Paint VS. Primer

One question we get on a regular basis is “what is the difference between paint and primer”. In an age where pretty much every residential product is a paint and primer in one, it is a very good question.

The basic difference between paint and primer is that paint is typically made up of resins pigments whereas primers are resins. The primer’s basic function is to provide a sealed and stable surface for your topcoat (paint) and the resins contained in primers seal porous surfaces and provide that bond to the surface.

Paints contain pigments, which allows for better hide and give paints it’s durability and washability. High quality paints like Benjamin Moore use a high amount of the white pigment Titanium Dioxide, which is why our products look better, spread farther and last longer. Lesser quality products “cheat” and replace the Titanium Dioxide with a filler, typically Talc, making it not only less durable but because its a less expensive ingredient, the product has a lower price tag.

Back to primers, in addition to bonding and sealing, they also serve as problem solvers. Knowing that its purpose is to create a stable surface for your topcoat, it is obvious that “one size fits all” approach to primers just can’t work. Substrates have different characteristics and properties. For example, wood has knocks and tannins, metal – galvanized metal because of the chemistry typically require a specific chemical formulation to ensure adhesion, and super smooth surfaces like lacquers or urethane coated surfaces require other formulations. Don’t even get me started on some wood projects…they could need two products…one to seal knots and tannins and another to create adhesion.

I am sure that many think it’s just us trying to sell them another product when we recommend a primer but really what we are trying to do is give you what you need for success. I actually cringe when I hear “I need a paint and primer in one because I am going to…” questions. Nine times out of ten times their project requires a different type of primer…when we make the suggestion you can see they think the added cost is us up-selling them. Belief me…that is the last thing we try to do.

You come to Benjamin Moore because we are experts in the paint industry. We don’t always know all the answers but we have access to them.

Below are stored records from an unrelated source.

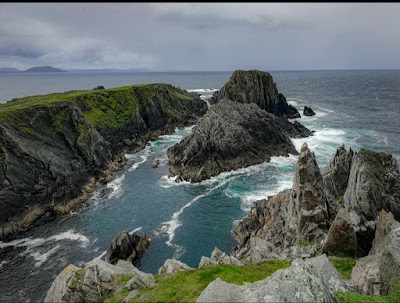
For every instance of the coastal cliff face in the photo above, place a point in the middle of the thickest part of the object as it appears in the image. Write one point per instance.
(257, 87)
(247, 124)
(333, 212)
(230, 136)
(54, 148)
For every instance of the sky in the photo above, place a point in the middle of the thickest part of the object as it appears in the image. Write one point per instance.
(201, 36)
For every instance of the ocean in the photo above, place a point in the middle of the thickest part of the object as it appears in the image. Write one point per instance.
(186, 221)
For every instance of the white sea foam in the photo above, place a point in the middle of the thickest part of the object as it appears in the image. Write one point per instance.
(136, 230)
(43, 257)
(172, 225)
(33, 245)
(116, 186)
(203, 90)
(101, 255)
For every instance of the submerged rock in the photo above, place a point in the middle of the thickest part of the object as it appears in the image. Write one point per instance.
(257, 87)
(126, 247)
(312, 280)
(307, 111)
(230, 136)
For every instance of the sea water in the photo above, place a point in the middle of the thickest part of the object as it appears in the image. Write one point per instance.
(186, 221)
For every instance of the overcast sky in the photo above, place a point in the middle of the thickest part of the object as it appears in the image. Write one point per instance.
(201, 36)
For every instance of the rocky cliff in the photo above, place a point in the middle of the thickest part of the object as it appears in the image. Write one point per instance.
(232, 135)
(257, 87)
(54, 148)
(346, 199)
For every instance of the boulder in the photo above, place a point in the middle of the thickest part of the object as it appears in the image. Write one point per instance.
(97, 280)
(257, 87)
(313, 280)
(291, 224)
(341, 237)
(365, 276)
(230, 136)
(126, 247)
(336, 176)
(219, 257)
(307, 111)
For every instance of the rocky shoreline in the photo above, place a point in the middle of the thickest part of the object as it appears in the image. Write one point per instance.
(247, 124)
(295, 225)
(51, 164)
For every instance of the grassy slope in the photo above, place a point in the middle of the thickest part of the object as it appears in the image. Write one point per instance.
(103, 108)
(186, 286)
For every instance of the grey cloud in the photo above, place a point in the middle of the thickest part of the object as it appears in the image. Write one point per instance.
(200, 36)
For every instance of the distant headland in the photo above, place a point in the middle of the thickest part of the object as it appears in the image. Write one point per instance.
(35, 69)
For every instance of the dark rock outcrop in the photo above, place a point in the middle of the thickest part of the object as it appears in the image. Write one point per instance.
(232, 135)
(355, 187)
(53, 152)
(257, 87)
(341, 237)
(312, 280)
(307, 111)
(377, 273)
(98, 280)
(126, 247)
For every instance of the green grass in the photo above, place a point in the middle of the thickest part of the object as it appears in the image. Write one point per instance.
(124, 278)
(344, 266)
(186, 286)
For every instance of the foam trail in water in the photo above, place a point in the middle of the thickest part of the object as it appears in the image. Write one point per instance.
(172, 225)
(136, 230)
(29, 242)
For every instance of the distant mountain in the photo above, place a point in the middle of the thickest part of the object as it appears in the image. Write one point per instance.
(9, 70)
(43, 69)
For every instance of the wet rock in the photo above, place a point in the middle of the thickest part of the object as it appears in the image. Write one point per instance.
(126, 247)
(171, 266)
(257, 87)
(341, 237)
(307, 111)
(219, 257)
(230, 136)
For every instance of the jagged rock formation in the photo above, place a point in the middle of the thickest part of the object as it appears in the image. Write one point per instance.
(312, 280)
(377, 273)
(230, 136)
(219, 257)
(257, 87)
(98, 280)
(53, 148)
(290, 224)
(354, 187)
(307, 111)
(171, 266)
(126, 247)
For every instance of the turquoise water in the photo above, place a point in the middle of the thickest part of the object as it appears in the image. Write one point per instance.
(186, 221)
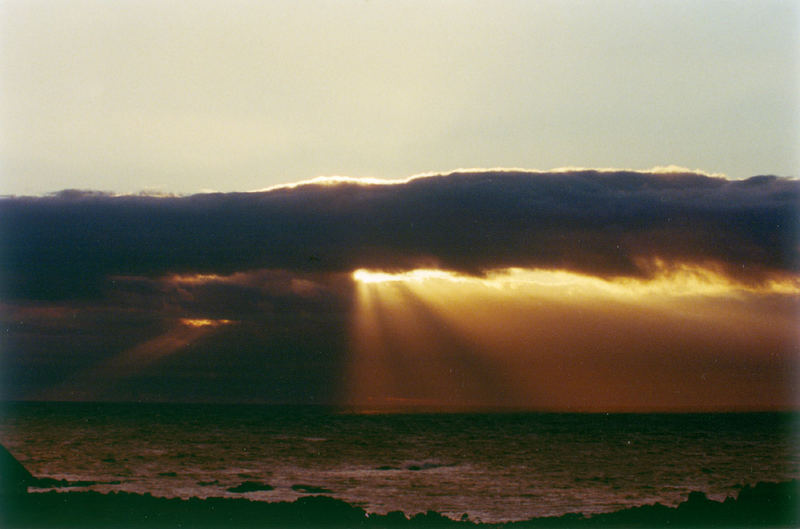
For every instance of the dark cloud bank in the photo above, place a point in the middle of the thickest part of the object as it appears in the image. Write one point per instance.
(89, 278)
(603, 223)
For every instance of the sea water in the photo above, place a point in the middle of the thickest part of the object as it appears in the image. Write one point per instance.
(492, 467)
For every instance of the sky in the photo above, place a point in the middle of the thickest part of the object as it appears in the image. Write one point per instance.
(452, 205)
(566, 291)
(234, 96)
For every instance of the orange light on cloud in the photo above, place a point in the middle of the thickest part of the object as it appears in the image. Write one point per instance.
(95, 381)
(195, 322)
(546, 339)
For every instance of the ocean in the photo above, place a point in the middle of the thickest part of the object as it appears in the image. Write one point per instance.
(490, 466)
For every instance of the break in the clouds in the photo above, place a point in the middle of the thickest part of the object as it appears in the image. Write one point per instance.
(602, 223)
(568, 290)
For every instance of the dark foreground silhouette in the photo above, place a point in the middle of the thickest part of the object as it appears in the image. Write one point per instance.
(762, 505)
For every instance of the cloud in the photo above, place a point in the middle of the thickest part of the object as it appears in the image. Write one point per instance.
(603, 223)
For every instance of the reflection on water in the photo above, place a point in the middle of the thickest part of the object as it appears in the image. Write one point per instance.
(491, 466)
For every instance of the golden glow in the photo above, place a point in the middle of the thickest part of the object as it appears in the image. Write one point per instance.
(193, 322)
(683, 280)
(552, 339)
(95, 381)
(416, 276)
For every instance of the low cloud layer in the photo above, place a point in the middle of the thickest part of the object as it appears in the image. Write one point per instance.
(609, 224)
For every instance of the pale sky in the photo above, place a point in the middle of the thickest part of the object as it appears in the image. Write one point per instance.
(181, 97)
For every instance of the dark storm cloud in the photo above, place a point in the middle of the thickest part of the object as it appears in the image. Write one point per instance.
(602, 223)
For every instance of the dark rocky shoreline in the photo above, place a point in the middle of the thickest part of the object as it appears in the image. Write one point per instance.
(762, 505)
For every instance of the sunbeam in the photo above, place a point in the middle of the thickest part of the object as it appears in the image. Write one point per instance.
(94, 382)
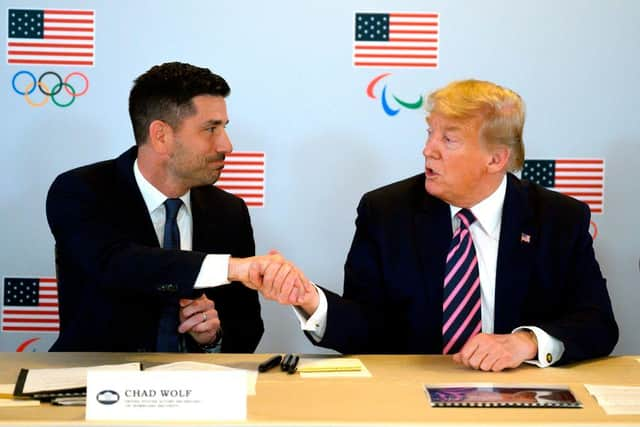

We are backed by a team of experts with decades of experience, a team of scientists and chemists who understand the chemical formulations and reactions and the actual people who manufacture the products.

Advertising, typically from the Big Box stores, has led many to believe that paint and primer is a one size fits all deal [and that economy equals quality]. How could one expect a single product to address all of these conditions?

My hope is the consumers, after reading this, will recognize that with so many different substrates out there and so many different types of primers and formulas that they will seek out a professionals advice on what will work best for their specific needs and avoid that project pitfalls on the all in one approach!

[Side rant} And for goodness sake, buyer-beware, paint like everything else – you get what you pay for. You can get a fast food burger or a pub burger – both are hamburgers – but the pub burger at the higher price is made with better ingredients, tastes better and I’d even suggest satisfies better. Paint is the same way…for a few dollars more per gallon you can get a product that is more washable, durable, has more vibrant colour, sheen stays true longer and the product spread rate is better.